The defendants in error have filed herein their motion to dismiss the appeal for the reason the case-made was not served within the time allowed by law or within the time allowed by any valid order of the court. *Page 91
It is the theory of the defendants in error that the filing and presentation of the motion for new trial and the order of the court made thereon were unnecessary to authorize this court to review the action of the trial court in this cause, and therefore would not operate to extend the time in which to make and serve case-made. The question presented here was settled by this court in the case of In re Baptiste's Guardianship, Buchanan v. Eddleman, 125 Okla. 184, 256 P. 520, in which it is held that an application of the character of that presented in this case was a motion, and that the allowance of the attorney fees and the direction of the trial court to the guardians to pay the same was an order. The first paragraph of the syllabus thereof is as follows:
"The nature of a pleading or motion filed in a cause is determined by the subject-matter thereof and by the relief the court is authorized to grant under it, and not by the title given it by the pleader, and where it appears from the subject-matter of the instrument filed that the only relief sought or authorized by it is an order, such instrument will be treated as a motion and the decision rendered thereon as an order, and not as a judgment."

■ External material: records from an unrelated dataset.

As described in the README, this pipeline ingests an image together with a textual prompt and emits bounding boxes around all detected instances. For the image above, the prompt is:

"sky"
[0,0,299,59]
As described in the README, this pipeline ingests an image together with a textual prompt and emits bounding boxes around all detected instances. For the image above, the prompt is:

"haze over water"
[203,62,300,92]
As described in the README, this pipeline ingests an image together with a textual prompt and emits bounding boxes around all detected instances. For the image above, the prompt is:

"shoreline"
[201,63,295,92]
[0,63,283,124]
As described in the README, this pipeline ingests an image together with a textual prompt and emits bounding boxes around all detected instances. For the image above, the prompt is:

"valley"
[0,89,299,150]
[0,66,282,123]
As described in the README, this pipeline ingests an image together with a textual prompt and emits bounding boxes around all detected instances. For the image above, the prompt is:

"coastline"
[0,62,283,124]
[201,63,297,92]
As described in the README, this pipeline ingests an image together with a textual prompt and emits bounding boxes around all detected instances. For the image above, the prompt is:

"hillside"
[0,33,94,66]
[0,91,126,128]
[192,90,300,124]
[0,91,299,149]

And in the second paragraph of the syllabus of that case the court laid down the following rule:
"The filing and determination of a motion for new trial of a contested question of fact arising upon a motion is not necessary to authorize this court to review the order made upon such hearing, and filing of a motion for a new trial is unauthorized in such a proceeding and does not extend the time in which to make and serve a case-made."

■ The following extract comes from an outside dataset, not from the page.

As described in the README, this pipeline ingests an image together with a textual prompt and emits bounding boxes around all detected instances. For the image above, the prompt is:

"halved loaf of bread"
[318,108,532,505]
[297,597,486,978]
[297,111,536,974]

It was further held in that case, as reflected in the third paragraph of the syllabus thereof, that:
"Where plaintiff in error fails to make and serve his case-made within the time allowed by statute, or within the time as extended by the court, the same is a nullity, and on motion the appeal will be dismissed."
The order of the trial court made on June 6, 1927, extending the time in which to make and serve case-made, was void for the reason that it was not made within the 15 days allowed by law in which to make and serve case-made, and the case-made served after the expiration of 15 days from May 9, 1927, is a nullity and brings nothing before this court for review. Section 785, C. O. S., 1921; Wolfe v. Harris, 112 Okla. 58, 240 P. 316; Petty v. Foster, 122 Okla. 152, 252 P. 836.
The case-made was not served within the time required by law or within the time fixed by any valid order of the court. Therefore, this appeal is dismissed.